Ketika Rumah Nabi Menjadi Pusat Gejolak Sejarah
Setelah wafatnya Rasulullah saw, umat Islam memasuki masa penuh ketegangan politik. Muthahhari menegaskan bahwa perubahan itu berlangsung sangat cepat: nilai-nilai dakwah yang dibangun bertahun-tahun berubah menjadi kompetisi kekuasaan yang berbalut jargon persatuan. Dalam situasi genting inilah, Fatimah tampil bukan sebagai perempuan yang larut dalam duka ayah, melainkan sebagai sosok yang memahami sepenuhnya konsekuensi sejarah dari setiap penyimpangan yang terjadi.
Menurut Muthahhari: “Fatimahlah yang paling memahami apa yang sedang hilang. Ia berdiri bukan karena duka, tetapi karena pandangan yang jernih.”

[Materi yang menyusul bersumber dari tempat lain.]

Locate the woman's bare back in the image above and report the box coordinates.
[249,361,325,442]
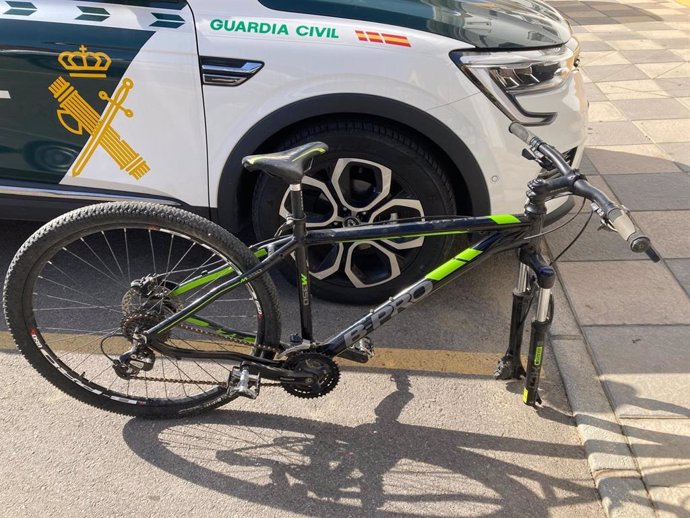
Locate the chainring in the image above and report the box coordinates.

Fatimah melihat bahwa umat sedang berjalan menuju jurang. Ia tahu bahwa diam pada saat itu berarti membuka pintu panjang bagi penindasan Ahlulbait, yang kelak berpuncak pada tragedi Karbala. Karena itulah, ia tidak memilih diam. Ia bergerak. Ia berbicara. Ia memperingatkan.